Sunday, February 14, 2021

the grief of masks

I thrive in connection, comforting,  and fellowship

and I do not know how to do this thing with my face tied behind my back.


It would be arrogant to think that people need MY face

to reflect the love of God to them;

but faces? 

Don’t we need faces, isn’t it true that we are made in His image and told to reflect him?


Instead I see stifled rapport, teens at a distance, hiding in their phones,

elderly who have no lips to read give up trying to communicate

and i see a mother holding her newborn, looking down at her with masked face,

and I think, how can that baby be comforted?

How without funny faces and audible coos and connection and smiles?

If I had had to train my baby in church with my face tied behind my back,

I would have given up and just stayed home. 


Masks smother those micro expressions,

the little grimace or the tiny sigh that calls a friend to comfort, 

that communicates a cry for help:

“it’s been a hard week, i’m struggling here”


Words written in the way he holds his mouth

or seen in the subtle clench of her jaw.


i can’t see the cries for help- it’s all fabric and silence


And I can’t give a cry for help

the subtle eye contact with the sad smile to the friend who knows just what that means

or the fellow Christian who doesn’t know,

but would ask if she knew, if she could see my burden.


How does one ask for help in a pandemic, from behind a mask? 

How can we tell one glassy eyed stare from another?


Is someone going to get desperate enough to stand up in the pew

wave desperate hands and yell “I am not OK with any of this! Help me, i’m suffocating!”

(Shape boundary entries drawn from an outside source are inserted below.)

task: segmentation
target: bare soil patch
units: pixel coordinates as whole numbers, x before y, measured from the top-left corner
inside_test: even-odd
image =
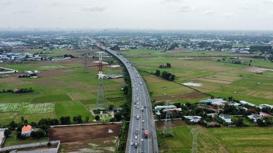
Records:
[[[88,125],[49,129],[49,140],[61,140],[62,143],[107,138],[118,136],[121,124]],[[113,133],[108,133],[111,129]]]
[[[272,70],[269,69],[260,68],[257,68],[257,67],[249,67],[249,68],[245,68],[243,69],[238,69],[238,70],[242,71],[251,72],[255,72],[255,73],[261,73],[264,71]]]
[[[180,94],[162,95],[152,97],[156,101],[162,101],[172,99],[185,99],[187,100],[192,100],[199,98],[207,97],[208,96],[198,91],[192,91],[183,93]]]
[[[162,130],[163,129],[164,121],[161,120],[161,121],[156,122],[156,128],[158,130]],[[186,126],[188,124],[181,119],[179,120],[173,120],[171,121],[172,127],[179,127],[182,126]]]
[[[197,78],[192,79],[191,81],[195,81],[195,80],[197,80],[207,81],[207,82],[223,83],[223,84],[230,84],[233,83],[233,82],[232,82],[232,81],[220,80],[210,79],[210,78]]]

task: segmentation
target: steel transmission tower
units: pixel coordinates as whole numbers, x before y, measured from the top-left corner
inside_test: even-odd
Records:
[[[170,101],[167,101],[166,105],[166,119],[164,123],[164,127],[163,130],[163,136],[171,136],[173,137],[173,130],[172,129],[172,123],[171,122],[171,117],[170,117]]]
[[[97,90],[97,100],[96,102],[95,110],[106,109],[106,105],[105,104],[105,95],[104,94],[104,88],[103,87],[103,77],[102,76],[102,45],[101,43],[99,43],[99,81],[98,88]]]
[[[197,135],[200,133],[200,131],[197,128],[194,128],[192,129],[190,134],[192,133],[194,139],[193,140],[193,148],[192,149],[192,153],[197,153]]]
[[[89,73],[87,67],[87,53],[84,52],[84,66],[83,67],[83,72]]]

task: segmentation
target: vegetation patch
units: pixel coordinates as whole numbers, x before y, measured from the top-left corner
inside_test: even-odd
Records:
[[[47,113],[55,111],[55,104],[53,103],[30,104],[24,105],[20,111],[20,115]]]

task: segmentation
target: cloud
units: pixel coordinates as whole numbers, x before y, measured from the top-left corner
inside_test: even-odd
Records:
[[[60,3],[60,2],[57,2],[57,1],[54,1],[53,2],[53,3],[52,3],[51,4],[50,4],[50,6],[59,6],[59,5],[61,5],[62,4]]]
[[[263,2],[273,4],[273,0],[264,0]]]
[[[89,11],[89,12],[101,12],[104,11],[105,9],[105,8],[98,7],[85,8],[82,9],[83,11]]]
[[[70,13],[75,13],[78,12],[78,11],[79,11],[77,10],[72,10],[71,11],[68,11],[68,12]]]
[[[202,13],[201,13],[202,14],[205,14],[205,15],[209,15],[209,14],[214,14],[215,12],[214,12],[214,11],[213,10],[206,10],[205,11],[203,12]]]
[[[3,2],[1,4],[1,5],[8,5],[11,3],[11,2],[10,1],[7,1],[5,2]]]
[[[164,3],[169,2],[180,2],[182,1],[183,0],[163,0],[161,1],[161,3]]]
[[[27,14],[27,13],[32,13],[32,11],[23,10],[18,12],[13,12],[12,13],[14,14]]]
[[[234,15],[234,13],[233,12],[225,12],[223,14],[224,16],[226,18],[229,18],[230,17],[231,17]]]
[[[183,6],[178,10],[177,12],[180,13],[188,12],[194,10],[196,7],[196,6]]]

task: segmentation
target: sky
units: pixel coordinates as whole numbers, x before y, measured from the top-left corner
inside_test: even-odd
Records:
[[[0,28],[273,30],[273,0],[0,0]]]

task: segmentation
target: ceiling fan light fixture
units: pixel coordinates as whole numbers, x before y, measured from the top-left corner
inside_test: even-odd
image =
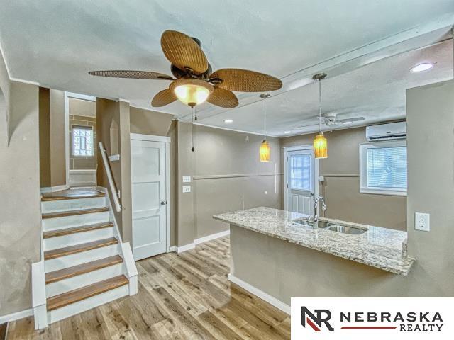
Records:
[[[179,79],[170,84],[170,90],[179,101],[194,107],[205,102],[214,91],[211,84],[194,79]]]
[[[418,73],[428,71],[429,69],[433,69],[434,65],[435,64],[432,62],[423,62],[411,67],[410,69],[410,72]]]

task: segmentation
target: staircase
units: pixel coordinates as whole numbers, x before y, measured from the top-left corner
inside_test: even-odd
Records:
[[[137,293],[137,270],[104,192],[72,189],[41,198],[42,261],[32,264],[37,329]]]

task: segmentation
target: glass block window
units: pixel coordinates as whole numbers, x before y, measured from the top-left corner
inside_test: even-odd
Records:
[[[72,125],[72,155],[93,156],[93,129]]]
[[[311,161],[309,154],[290,156],[290,188],[296,190],[312,190],[311,186]]]

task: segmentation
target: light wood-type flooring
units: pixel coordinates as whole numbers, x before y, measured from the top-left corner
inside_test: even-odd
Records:
[[[11,322],[14,339],[290,339],[290,318],[227,280],[229,239],[138,261],[138,293],[35,331]]]

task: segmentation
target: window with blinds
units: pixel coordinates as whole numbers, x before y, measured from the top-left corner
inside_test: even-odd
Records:
[[[362,144],[360,149],[361,192],[406,194],[405,140]]]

but oh, the hand waving would take so much effort,

we think, as we rebreathe our air, and tiredness surrounds and oppresses, 

and we succumb again to the tired stare

and nobody can tell the difference.


We have this awful question forced upon us:

Which of our needs is greater? Connection, or safety from a virus?




Can we have both, or do we have to choose?


We cannot measure the cost of this safety measure.

But there is a cost. 

and I am carrying the question: is it worth it?


Will we go on forever with our faces tied behind our backs?


______________


If we have had the virus, or the vaccine, will we be allowed human connection again?

Why does it seem like the answer will be NO?

If it is, will we be ok with that? 

Is it worth the cost?


My intention is not to debate the usefulness of masks. I raise these questions because I think they need to be raised, and even if we knew masks guaranteed safety, I would still be asking these questions: What are the side effects? Is this “new normal” worth the price?